To ensure that such an approach maintains the existing infrastructure, it must be accompanied by the active pursuit of improved efficiency. This includes the strengthening of referral mechanisms, improving health facility management and operational efficiency, and possibly closing or rationalising those facilities which are under-utilised or where there is service duplication.
The current geographical inequities in health care resources must immediately be assessed in terms of the new provincial boundaries, and systematically redressed. This process must be planned so as to ensure that the existing health service infrastructure is not adversely affected. The National Health Authority will coordinate the reallocation of resources, taking into account revenue generation potential for health service provision within each province. The National Health Authority will use the resources at its disposal to subsidise those provinces which are under-funded relative to their needs. The indicators of such needs will include provincial population size, disease patterns, age and gender composition of the population, etc.
The National Health Authority will determine the global health budget for each province (adjusting for revenue generating potential from within provinces). The NHA will also define health sector priorities and provide technical planning guidelines to the Provincial and District Health Authorities. The District Health Authority should be responsible for the actual operational planning (determining financial allocations to individual services and facilities), within the parameters of national priorities and guidelines. The Provincial Health Authorities should be largely responsible for reconciling the district operational plans with available resources, and for planning those services not falling under specific District Health Authorities (e.g. tertiary hospitals).
It is recommended that a Commission of Inquiry be appointed by the Government of National Unity as a matter of urgency, to examine the current crisis in the medical aid sector and to consider alternatives such as a compulsory National Health Insurance (NHI) system. The commission will consult all interested parties, including employer, labour, professional, medical aid, and health insurance organisations. The Commission will investigate the appropriateness and economic feasibility of a National Health Insurance system within the South African context and undertake detailed planning for implementation of an NHI if there is sufficient consensus on this option.
A number of alternative structures for such an NHI should be considered by the commission, namely a single state or para-statal NHI, a single privately administered NHI, or an NHI with the current medical aids acting as the financial intermediaries with pooling of contribution revenue for risk adjustment.

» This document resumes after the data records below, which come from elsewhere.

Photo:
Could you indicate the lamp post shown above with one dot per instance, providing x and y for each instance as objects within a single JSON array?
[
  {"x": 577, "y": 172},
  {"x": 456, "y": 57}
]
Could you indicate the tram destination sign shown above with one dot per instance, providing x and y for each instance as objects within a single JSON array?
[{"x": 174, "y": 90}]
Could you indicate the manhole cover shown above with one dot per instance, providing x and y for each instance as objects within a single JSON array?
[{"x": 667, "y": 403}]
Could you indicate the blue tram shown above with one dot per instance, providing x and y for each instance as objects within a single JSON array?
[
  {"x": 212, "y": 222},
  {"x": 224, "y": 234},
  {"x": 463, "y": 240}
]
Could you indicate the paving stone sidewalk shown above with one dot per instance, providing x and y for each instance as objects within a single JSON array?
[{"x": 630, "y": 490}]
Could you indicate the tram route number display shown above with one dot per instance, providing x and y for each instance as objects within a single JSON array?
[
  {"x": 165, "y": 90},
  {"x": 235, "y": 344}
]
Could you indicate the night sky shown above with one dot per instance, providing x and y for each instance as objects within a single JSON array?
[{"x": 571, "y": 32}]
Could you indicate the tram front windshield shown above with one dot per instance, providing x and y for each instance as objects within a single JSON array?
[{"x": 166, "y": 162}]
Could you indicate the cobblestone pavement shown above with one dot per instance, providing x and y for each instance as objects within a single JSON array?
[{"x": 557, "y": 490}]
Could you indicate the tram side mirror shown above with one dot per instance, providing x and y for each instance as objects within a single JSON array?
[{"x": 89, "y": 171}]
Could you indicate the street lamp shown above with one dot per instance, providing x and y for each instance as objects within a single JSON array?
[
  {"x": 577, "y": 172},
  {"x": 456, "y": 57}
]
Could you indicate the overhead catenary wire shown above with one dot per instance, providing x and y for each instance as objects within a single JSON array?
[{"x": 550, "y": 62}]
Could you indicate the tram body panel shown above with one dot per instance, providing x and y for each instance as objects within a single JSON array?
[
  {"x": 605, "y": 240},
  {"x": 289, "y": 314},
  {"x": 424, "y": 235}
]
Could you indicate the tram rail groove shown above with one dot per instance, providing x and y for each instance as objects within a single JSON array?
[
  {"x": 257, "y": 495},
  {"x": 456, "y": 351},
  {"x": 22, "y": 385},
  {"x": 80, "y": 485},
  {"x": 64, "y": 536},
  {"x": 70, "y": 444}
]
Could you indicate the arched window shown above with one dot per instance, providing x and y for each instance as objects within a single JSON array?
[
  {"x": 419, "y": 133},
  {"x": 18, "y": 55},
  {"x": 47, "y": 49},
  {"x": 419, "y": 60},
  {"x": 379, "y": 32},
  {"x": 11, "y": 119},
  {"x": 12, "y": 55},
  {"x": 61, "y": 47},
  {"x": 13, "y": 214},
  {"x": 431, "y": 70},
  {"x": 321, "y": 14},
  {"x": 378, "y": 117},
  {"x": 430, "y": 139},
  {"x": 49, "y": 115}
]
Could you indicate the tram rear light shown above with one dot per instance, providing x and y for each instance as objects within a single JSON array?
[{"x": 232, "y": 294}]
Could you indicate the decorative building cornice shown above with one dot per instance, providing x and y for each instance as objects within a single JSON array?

The commission will be asked to investigate the feasibility of an NHI based on the following principles:
Mechanisms must be developed to ensure that the private sector does not Protecting the public sector undermine the public sector services. Two concerns are the loss of highly trained personnel to the private sector after substantial public investment in their training, and the loss of tax revenue in the form of concessions for contributions to medical aids. The former issue could be addressed through a period of compulsory public service for professional graduates. A policy to counter the loss of tax revenue is complex and the tax concession needs to be reviewed. This should be done by the proposed Commission of Inquiry, working in conjunction with the Department of Finance. While it is likely that some tax concession should remain, it could be adjusted, restructured, and used to promote equitable, comprehensive care.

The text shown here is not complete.